Quantum Homomorphic Encryption

Classical homomorphic encryption (HE) allows a server to evaluate functions on encrypted data and return an encrypted result that the client can decrypt, without the server ever seeing the plaintext. The quantum analogue seeks the same property for quantum data: a client encrypts a quantum state, sends it to a quantum server, the server applies a quantum circuit, and the client decrypts the result, with the server learning nothing about the input state or the output. The practical motivation is identical to classical cloud computing privacy: a client with limited quantum hardware could delegate expensive quantum computation to a powerful server without exposing proprietary quantum data or algorithms.
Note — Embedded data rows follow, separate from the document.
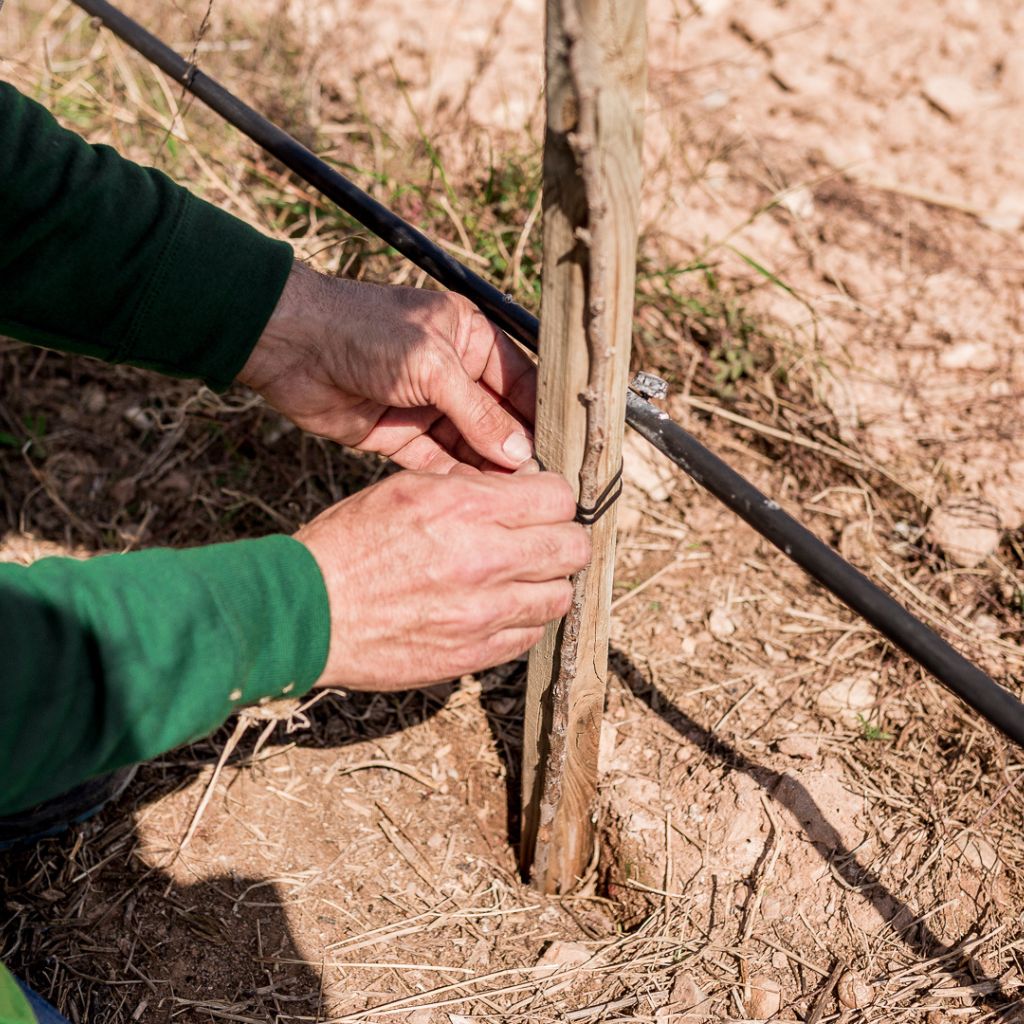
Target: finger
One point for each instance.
(529, 500)
(425, 455)
(510, 644)
(539, 603)
(487, 428)
(450, 437)
(546, 553)
(397, 427)
(511, 374)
The quantum one-time pad provides the foundation for quantum HE on the Clifford group. In the quantum one-time pad, a client encrypts a qubit |psi> by applying a random Pauli operator from {I, X, Y, Z}, sending the result to the server. Clifford gates commute through Pauli operators in a predictable way: applying a Clifford gate C to a Pauli-encrypted state P|psi> produces CP|psi> = (CPC†)C|psi>, so the effective encryption after the gate is the conjugated Pauli CPC†. Since the Clifford group maps Paulis to Paulis under conjugation, the client can track the evolving encryption key classically and decrypt at the end. This makes Clifford circuits homomorphically evaluable with no overhead beyond the classical key update, and the server learns nothing because each encrypted state is uniformly distributed over the Pauli orbit.
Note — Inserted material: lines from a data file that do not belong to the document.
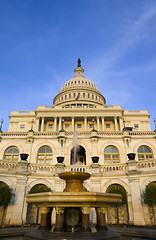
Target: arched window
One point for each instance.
(144, 153)
(12, 154)
(111, 155)
(44, 155)
(78, 156)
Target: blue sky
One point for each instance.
(41, 40)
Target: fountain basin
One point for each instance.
(74, 181)
(73, 199)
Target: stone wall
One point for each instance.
(112, 216)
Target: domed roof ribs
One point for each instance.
(79, 63)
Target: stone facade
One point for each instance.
(108, 132)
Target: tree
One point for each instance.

The bottleneck is non-Clifford gates, particularly the T gate (pi/8 rotation), which is necessary for universal quantum computation but does not preserve the Pauli group under conjugation. Applying a T gate to a Pauli-encrypted qubit produces a state whose effective encryption involves a non-Pauli operator, breaking the simple key-tracking scheme. Several approaches address this: Broadbent and Jeffery showed that T gates can be evaluated homomorphically if the client supplies specially prepared auxiliary states (analogous to classical HE bootstrapping), at the cost of interaction or pre-shared resources. Other schemes use approximate HE that tolerates a small leakage per T gate, suitable for circuits with few non-Clifford gates.
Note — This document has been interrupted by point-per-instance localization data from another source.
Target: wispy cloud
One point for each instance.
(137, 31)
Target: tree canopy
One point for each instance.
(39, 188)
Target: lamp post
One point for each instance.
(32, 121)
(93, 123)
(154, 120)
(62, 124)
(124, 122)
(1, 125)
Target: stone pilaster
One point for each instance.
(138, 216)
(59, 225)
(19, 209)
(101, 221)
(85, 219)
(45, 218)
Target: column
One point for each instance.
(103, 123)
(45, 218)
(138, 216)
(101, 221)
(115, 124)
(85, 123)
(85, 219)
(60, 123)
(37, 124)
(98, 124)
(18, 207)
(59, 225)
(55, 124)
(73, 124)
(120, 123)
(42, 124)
Quantum HE is closely related to blind quantum computing (BQC), in which a client delegates a quantum computation to a server while keeping the input, circuit, and output private. In measurement-based BQC protocols such as the Broadbent-Fitzsimons-Kashefi scheme, the client sends single qubits one at a time and the server’s measurement outcomes are driven by the client’s adaptive angle choices, hiding the computation through a form of one-time-pad encryption on the measurement basis. Quantum HE and BQC differ primarily in the interaction model: HE aims for non-interactive or minimal-round protocols, while BQC protocols are often inherently interactive. Both directions are active research areas as quantum cloud platforms emerge, with security reductions being built to standard quantum-hardness assumptions such as the learning-with-errors problem.